If the owner is involved full time in running the business, then there is no such thing as profit margin. In this case it's just called an owner's draw, and I would expect it to be in the range of $100k to $200k, or 20% of gross sales.
If the owner/shareholder is not actively involved in running the business, then yes, there is net profit, and I would expect it to be in the range of 5% of gross sales, or $25k to $50k.
But I think you will find very few small businesses that do custom anything where the owner is at arms length and just collects profit margin.
ok. Well I was thinking in terms more of for growth to be able to add on or upgrade equipment and so on.
Owner pay and distributions are different than profit. Im no accountant and I dont play one on tv but 5% is a terrible net profit on a business. After mine and my wifes wages for the work we do in the business I am looking for a 10-15% net profit and I have friends that say 20% is what they want or it isnt worth doing. A few more.details of what you are looking for would be more helpful to the question
How about achieivng Positive cash flow with no or negative taxable profit.
after everything is paid for at the end of the year and 2 owners take their salaries is how we look at profit. 2013 we did 15-16% and 2014 was up to just over 19%. The increased percentage was also on top of an increase in sales of approx $500k. Led to a very healthy profit in our opinion. This year percentages are down bit but total sales are higher than a year ago so not worried. We are a 14 person millwork/residential cabinet shop
Our #'s are similar to Jody's. But this is a highly variable business, year to year. The # we use for calculating pricing is 14% profit on sales of 2.4 million. It is impossible to come up with a consistent $ profit # because a until all fixed costs for the year are covered there is no profit. Once those costs are covered profit margins increase quickly. Cash flow becomes tricky as you try to increase sales. By investing in new equipment you become a gambler. Are you covered if sales nose dive?
Borrowing money based on cash flow, sales, sales projections, and most importantly the ROI for the life of the machine is a risk reward analysis. At the point that the machine is returning more income than your money will earn elsewhere is not gambling, its a business strategy.
If you accelerate the depreciation and reduce your tax liability while financing the machine using dollars that have a lesser value each year you are increasing cash flow and reducing tax liability
Alan, I've never been able to generate an accurate ROI for a new machine. It relies on guessing how much work we will generate for that machine's increased capabilities. I've been through wildly varying work flows. Serious cash flows, 2009/10! Bankrupt customers, Customers that went to Mexico because I couldn't match the price.
Those things are beyond my control. I'm well aware of the tax, depreciation, cheaper $'s etc. I'm also aware of the risks that can not be calculated into ROI. I'd be gambling on whether any of those risk factors would occur.
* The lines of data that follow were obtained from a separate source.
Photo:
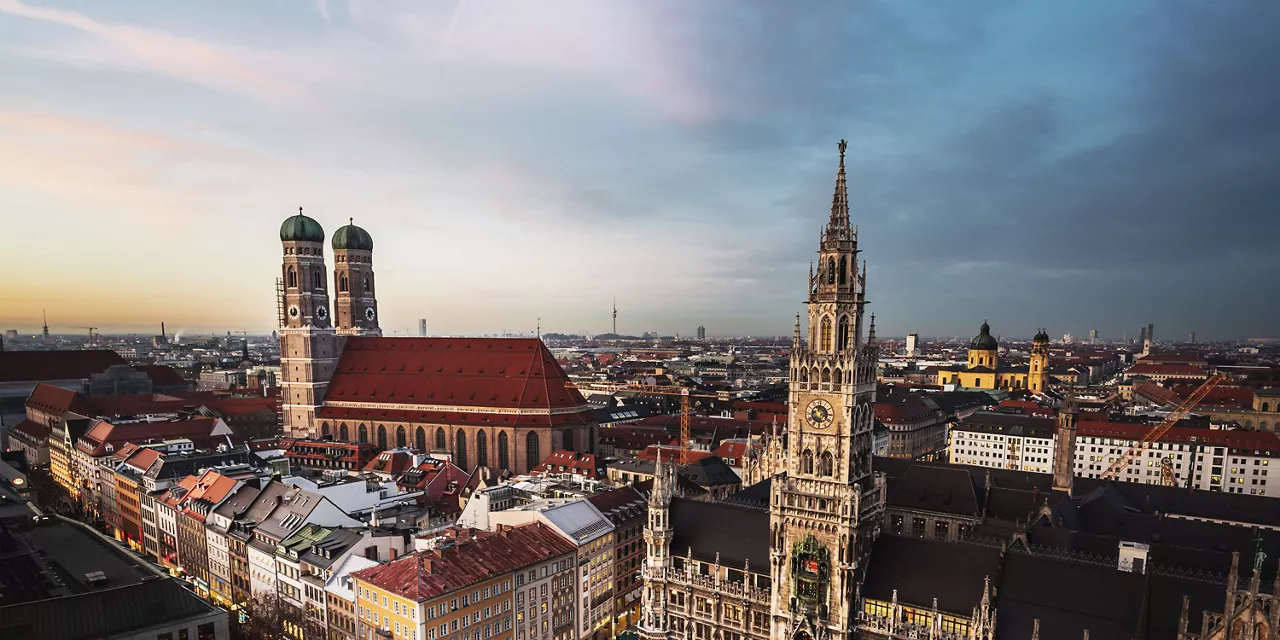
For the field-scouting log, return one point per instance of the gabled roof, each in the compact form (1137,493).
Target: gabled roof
(55,400)
(18,366)
(501,373)
(428,575)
Larger shops may have more maneuvering room, deeper pockets than I've got. After the recession died off and work picked up, I was very low on $. I went to the same bank I had been using for 30 years. I wanted to renew my line of credit. They asked for the last 3 years CPA audits. Then turned me down because we were showing significant looses & as an aside from one of their employees, small companies were too risky. All bills paid, no outstanding loans. Work was picking up and I needed operating $.
It is gambling if you can't compute the odds!